To say that the heightened spate of insecurity in Nigeria is worrisome is an understatement. The reality now is that a week hardly ever goes by without news of the abduction of unsuspecting Nigerians across the nation.
Over the weekend, Nigerians woke up to the sad news of the kidnap of about six hundred secondary school students by gunmen in Kankara, a town in Katsina.
The all-boys Government Science School was reportedly attacked by gunmen on motorcycles late Friday, who had engaged security operatives in a shootout that left the young boys scampering “for dear life” into nearby forests.
“So far we are yet to account for 333 pupils,” Katsina Governor Aminu Masari said on Sunday after a meeting with security officials, adding that the boarding school had a total of 839 students.
The governor noted that they were yet to ascertain how some of the students who were seen coming out of hiding from the forest had managed to escape from their attackers.
“Efforts are being made to ascertain the actual number of children that have been kidnapped,” he said.
Meanwhile, the horrified parents of the kidnapped students had gathered at the school premises, pleading with the authorities to help rescue their wards and reconcile them with their families.
Defence Minister, Major General Bashir Salihi-Magash, was said to have met with Governor Masari, assuring him that the armed forces will ensure they rescue the boys from their abductors within the shortest possible time.
“We will go the whole hog. We have the intelligence, the information where they are and their movement and their method of operation,” he said.
The sad development has caused uproar across the country with many concerned Nigerians calling on the authorities to do all in their power to rescue the abducted school boys – social media was abuzz with the hashtag #BringBackOurBoys on Sunday.
Six years down the line after experiencing #BringBackOurGirls – the Chibok schoolgirls’ abduction, some of whom are yet to be rescued from their abductors; the nation now suffers a similar fate.
Katsina now remains one of the Northwestern states hardest hit by the activities of armed bandits in Nigeria.
In 2020 alone, the state has recorded an alarming number of abductions and the gruesome murder of residents by armed bandits.
And, relatively tired of the situation, Northern elders are in anguish over the kidnap of the Kankara schoolboys.
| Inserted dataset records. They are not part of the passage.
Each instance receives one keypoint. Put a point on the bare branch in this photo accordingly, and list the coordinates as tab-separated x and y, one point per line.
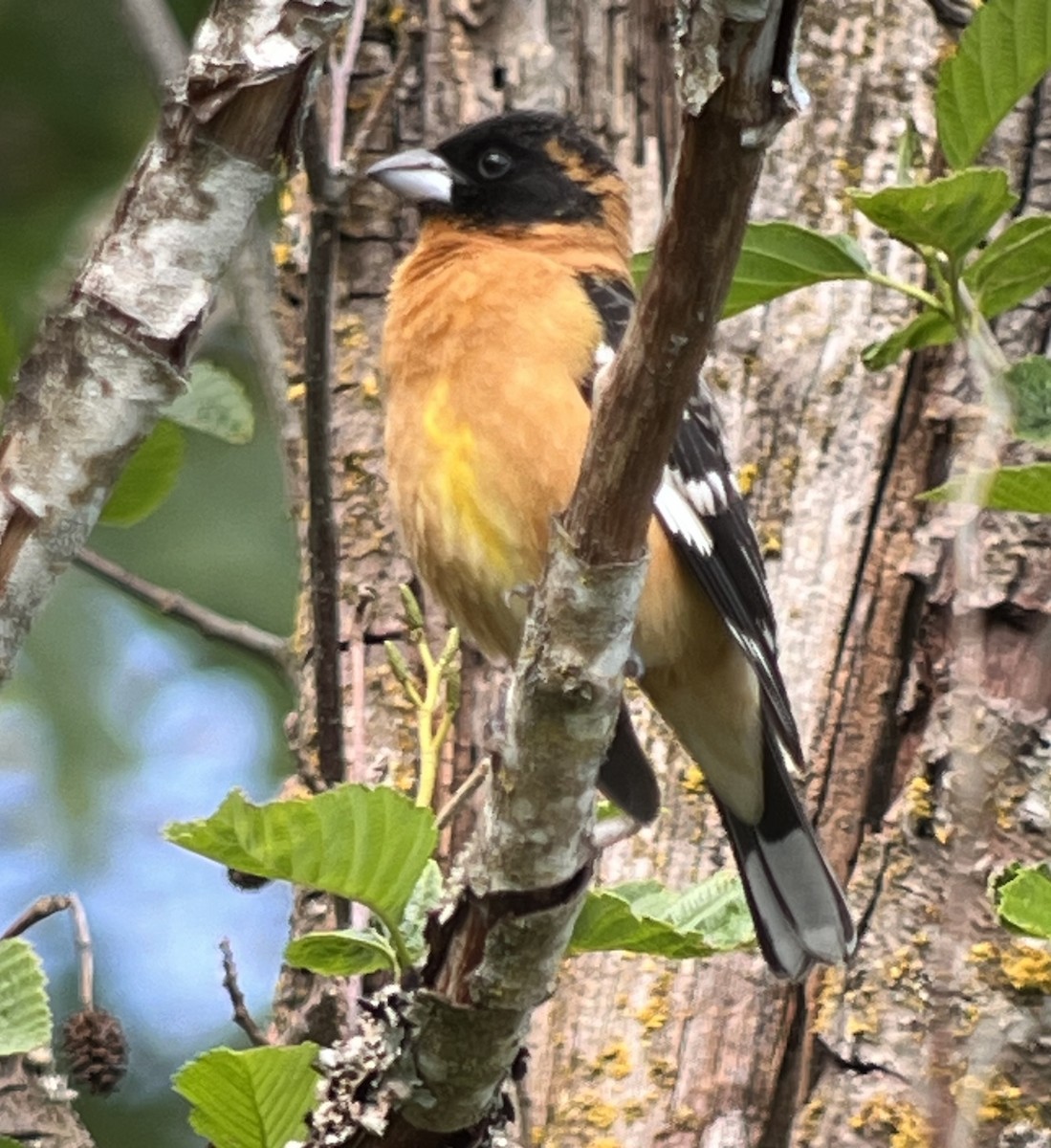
107	364
45	907
497	954
242	1019
206	621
They are also calling on the Buhari administration to sack the service chiefs for their incompetence.
Many people were further infuriated by the Government’s nonchalant attitude towards such a sensitive issue; especially when the Presidential spokesman, Garba Shehu, in an interview with BBC, alleged that the number of missing schoolboys were ten as opposed to three hundred and thirty-three by the estimation of the Katsina government.
Nigerians can’t help but call out President Muhammadu Buhari, who was said to have been on a working visit to Katsina when the sad incident occurred.
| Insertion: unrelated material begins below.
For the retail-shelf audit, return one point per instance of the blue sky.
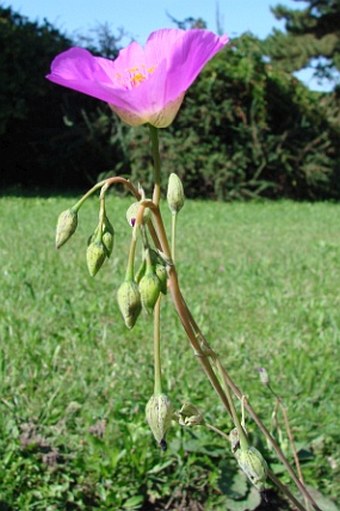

Also worthy of note is his proximity to the site of the tragic incident, where the president is yet to visit, addressing the nation to assure Nigerians of his plans to bring back the boys and ultimately tackle insecurity in the country.
In reaction to the abduction of the boys, the United Nation’s Secretary-General, Antonio Guterres Monday, called for the “immediate and unconditional” release of the missing boys. He described the attacks on schools as a grave violation of human rights while urging security agencies to fish out the perpetrators of the heinous crime and bring them to book. Guterres also reaffirmed the UN’s support to the Federal Government and Nigerians in the fight against terrorism.
To state here that Nigerians are fed up with losing loved ones constantly to terrorists and bandits is an understatement. The situation has become too critical for the government to stay mute and watch as its citizens suffer ill fate almost daily.
More than ever, it is time for the Buhari administration to rise up to its responsibility to protect the lives and property of Nigerians.